Philip Athans Steven wrote: "Gloomth is a helluva word, I’ll grant you.

Failing to get a hold of a library copy of this book and the kindle sample only goes up to chapter 3. Unsure if I want to spend $6 on a book that’s been..."



I added the Nevins book to my wishlist!


message 23: by Philip (new)

Philip Athans Steven wrote: "Also add me to the choir of those who tried and DNF Ontranto.

Matthew Lewis’The Monk had more going for it; I’m still amazed I’d picked up Monk on a layover somewhere on a whim (& finding the boo..."


i read The Monk several years ago and was amazed at how explicit it was--like Quentin Tarrantino does "gothic." Joshi glosses over it, of course, because there really aren't any supernatural elements but it definitey succeeds as a coherent narrative in ways Ontranto does not.


message 24: by Philip (new)

Philip Athans Seth wrote: "I read The Castle of Otranto years ago and thought it was okay. I think I appreciate it as a early work of Gothic horror much more than I enjoyed it, but there are certain moments that have stuck w..."

There were elements that were weirdly over the top, for sure. I could be talked into a second attempt but, I don't know… There are so many other fish in the sea.


message 25: by Philip (new)

Philip Athans The book finally starts to pick up steam when Joshi gets to Frankenstein, a book he obviously actually likes!


message 26: by Seth (new)

Seth Tomko Philip wrote: "Seth wrote: "I read The Castle of Otranto years ago and thought it was okay. I think I appreciate it as a early work of Gothic horror much more than I enjoyed it, but there are certain moments that..."

Totally understandable and that's in line with my rereading theory too.


message 27: by Philip (new)

Philip Athans If nothing else, this book is a treasure trove of reading recommendations.

So farI have a folder with a dozen PDFs of single pems, short stories, and essays, and have added at least half a dozen books to my Amazon wishlist.

Some very old horror ahead for me!


message 28: by Alice (new)

Alice Fleury I think I’ll just skip to the gothics, in part 3.


message 29: by Philip (new)

Philip Athans Alice wrote: "I think I’ll just skip to the gothics, in part 3."

It wouldn't hurt!


message 30: by Philip (new)

Philip Athans Interesting question here:

"…how do you establish an atmosphere of medieval superstition in a nation that did not have a Middle Ages?"

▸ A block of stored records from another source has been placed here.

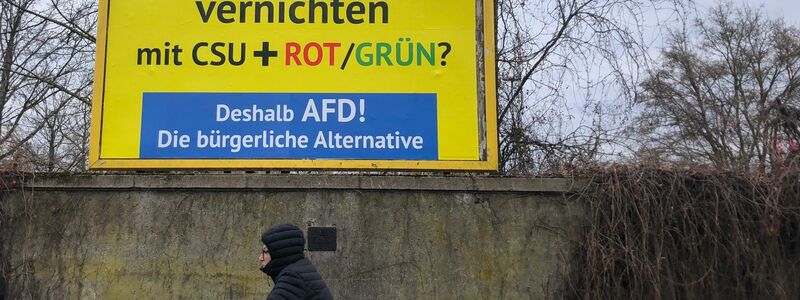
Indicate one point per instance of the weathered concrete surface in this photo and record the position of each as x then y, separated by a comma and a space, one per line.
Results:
197, 237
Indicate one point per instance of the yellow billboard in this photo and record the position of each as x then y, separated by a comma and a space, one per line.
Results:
303, 84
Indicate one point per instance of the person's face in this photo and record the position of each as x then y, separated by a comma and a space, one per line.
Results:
264, 258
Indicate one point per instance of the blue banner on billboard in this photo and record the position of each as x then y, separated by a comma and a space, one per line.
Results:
289, 126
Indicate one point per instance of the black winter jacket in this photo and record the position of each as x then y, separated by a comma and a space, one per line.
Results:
294, 275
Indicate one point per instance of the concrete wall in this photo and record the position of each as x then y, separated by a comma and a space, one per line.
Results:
197, 237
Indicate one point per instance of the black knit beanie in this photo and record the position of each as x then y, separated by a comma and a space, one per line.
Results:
285, 244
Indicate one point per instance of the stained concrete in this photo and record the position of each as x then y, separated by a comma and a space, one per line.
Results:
197, 236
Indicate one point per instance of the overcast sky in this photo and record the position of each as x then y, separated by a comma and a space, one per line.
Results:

message 31: by Steven (new)

Steven I’m still unable to find a copy to read so I’ll assuage my guilt by trying to read a massive Weird Tales archive from its first issues through most of the 30s and 40s


message 32: by Seth (new)

Seth Tomko Philip wrote: "Interesting question here:

"…how do you establish an atmosphere of medieval superstition in a nation that did not have a Middle Ages?""


For good or ill, the Middle Ages hardly has a monopoly on superstition.

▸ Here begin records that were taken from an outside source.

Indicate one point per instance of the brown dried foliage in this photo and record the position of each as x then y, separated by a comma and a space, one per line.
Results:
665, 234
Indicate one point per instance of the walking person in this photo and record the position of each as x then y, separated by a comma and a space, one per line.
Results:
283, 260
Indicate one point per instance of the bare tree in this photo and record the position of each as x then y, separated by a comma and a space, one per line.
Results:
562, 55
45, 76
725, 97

message 33: by Philip (new)

Philip Athans Steven wrote: "I’m still unable to find a copy to read so I’ll assuage my guilt by trying to read a massive Weird Tales archive from its first issues through most of the 30s and 40s"

That will be more entertaining≤/i> at least!


message 34: by Philip (new)

Philip Athans Seth wrote: "Philip wrote: "Interesting question here:

"…how do you establish an atmosphere of medieval superstition in a nation that did not have a Middle Ages?""

For good or ill, the Middle Ages hardly has ..."



Ooh, boy… that's for sure!


message 35: by Philip (new)

Philip Athans Philip wrote: "Seth wrote: "Philip wrote: "Interesting question here:

"…how do you establish an atmosphere of medieval superstition in a nation that did not have a Middle Ages?""

For good or ill, the Middle Age..."


I think what he was getting at is that American authors struggled to conjure the precise sort of superstition or folklore tradition that originated in Europe and the UK. We had to build our own from pieces of all the cultures that mashed together here.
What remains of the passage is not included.